The final chapter, “A homeland in town and countryside,” reads like a copy of the AfD’s programme. It includes sentences such as, “Around the home in the narrowest sense, feelings of identity as a Saxon, German or European can emerge.” And, “We defend this very special Saxon identity by sharing our culture with others and rejecting undesirable changes to it.”

A component of this essentially far-right programme is the launching of further attacks on the working class in collaboration with the trade unions. The programme praises “the common endeavours of employers and employees, who have secured our economic competitiveness through hard work and sound judgement.” Now, “the collective bargaining partners continue to bear the responsibility of securing Saxony's competitive advantage.”

The very fact that the Greens are initiating exploratory talks with the CDU underscores that, like the SPD, they are ready to press ahead with the anti-working class “law and order” agenda. “We strengthen the rule of law and guarantee more security by ensuring our police force is well-equipped, receives the best possible training, and gets more personnel, as well as by a firm application of existing laws,” states the Green Party’s election programme.

As an opposition party, the Greens even managed to criticise Kretschmer and the previous CDU/SPD government from the right. Five years ago, the Greens’ spokesperson for interior affairs, Eva Jähmingen, complained that “400 new hires per year” is inadequate for a “high-performing police force.” The Greens’ parliamentary group leader in Saxony’s state parliament at the time, Antje Hermenau, was awarded Saxony’s Constitutional Medal for her efforts to have the debt brake, which prohibits governments from taking on new debt, written into the state’s constitution. She is now a member of the Free Voters and speaks at AfD meetings.

Developments in neighbouring Saxony-Anhalt show that a CDU/Green/SPD government would not hesitate to cooperate closely with the AfD and lay the basis for future government coalitions with the right-wing extremist party.
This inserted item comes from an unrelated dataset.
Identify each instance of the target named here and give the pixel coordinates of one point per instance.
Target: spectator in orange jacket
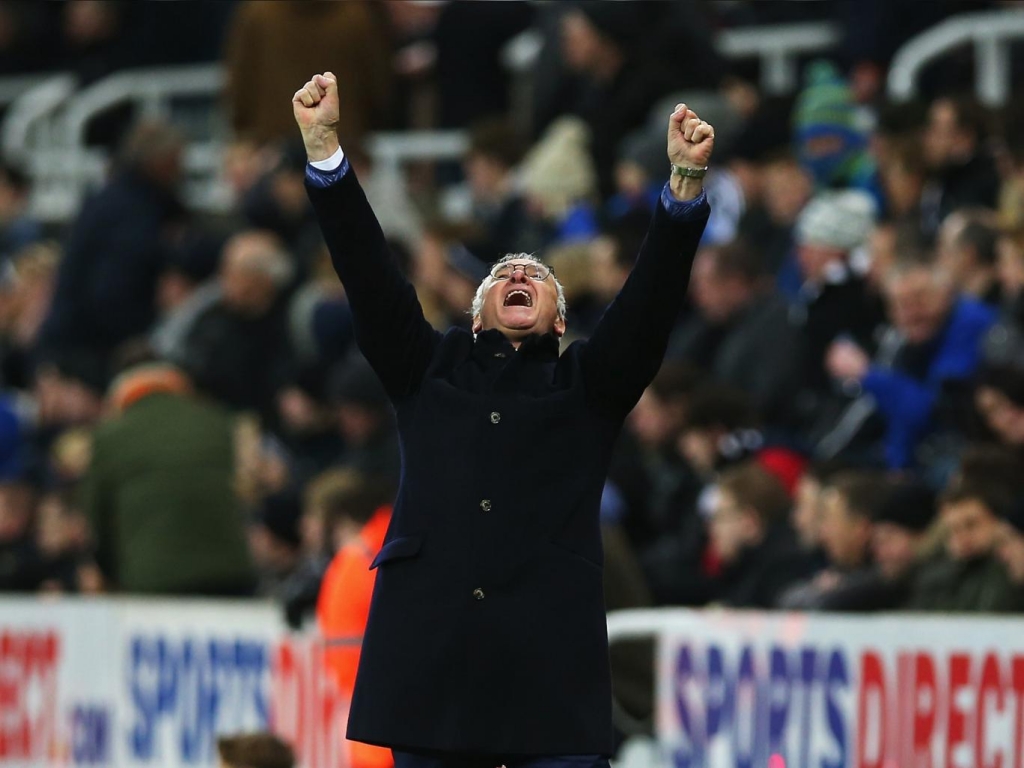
(351, 505)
In the only state to date where the three parties have formed a government, in a coalition that has lasted three years, the CDU and AfD voted in 2017 to create a commission against left-wing extremism headed by AfD parliamentary group leader Andre Poggenburg, an open racist and fascist.

In June, the co-leaders of the CDU parliamentary group in Saxony-Anhalt’s state parliament, Ulrich Thomas and Lars-Jörn Zimmer, published a strategy paper calling for consideration of a possible government coalition with the AfD. This was on the basis of an explicitly right-wing extremist programme.

They wrote that it was necessary “to once again unite the social with the national, security from social decline with security from criminality.” The document continued: “The desire for a home and national identity must be clearly opposed to all strands of multiculturalism in left-wing parties and groups.”

Sections of the CDU in Saxony are already working closely with the AfD and strongly advocating a future government coalition. At election meetings addressed by former federal Verfassungsschutz head Hans-Jörg Maassen (CDU), more AfD members were often present than those from his own party. Significantly, Matthias Rössler, a close ally of Maassen, was recently nominated by the CDU parliamentary group as president of the state parliament.

The Left Party is not a force opposing the shift to the right, but is part of it. The party, whose predecessor organised the reintroduction of capitalism in East Germany 30 years ago and thus bears chief responsibility for the social misery and political frustration that are now being exploited by the far-right, is also pushing to embrace the AfD’s programme following its electoral debacle.

Left Party parliamentary group leader Sahra Wagenknecht complained about how her party “deals with AfD voters, who are enthusiastically denounced en masse as racists.” If one wants to have “more appeal,” it is necessary to “change,” she said. The issue isn’t just “our stance on immigration,” she continued. The ideas of “homeland” and “family” are also “very important things.” The same applies to issues like “security” and “protection from criminality,” she added.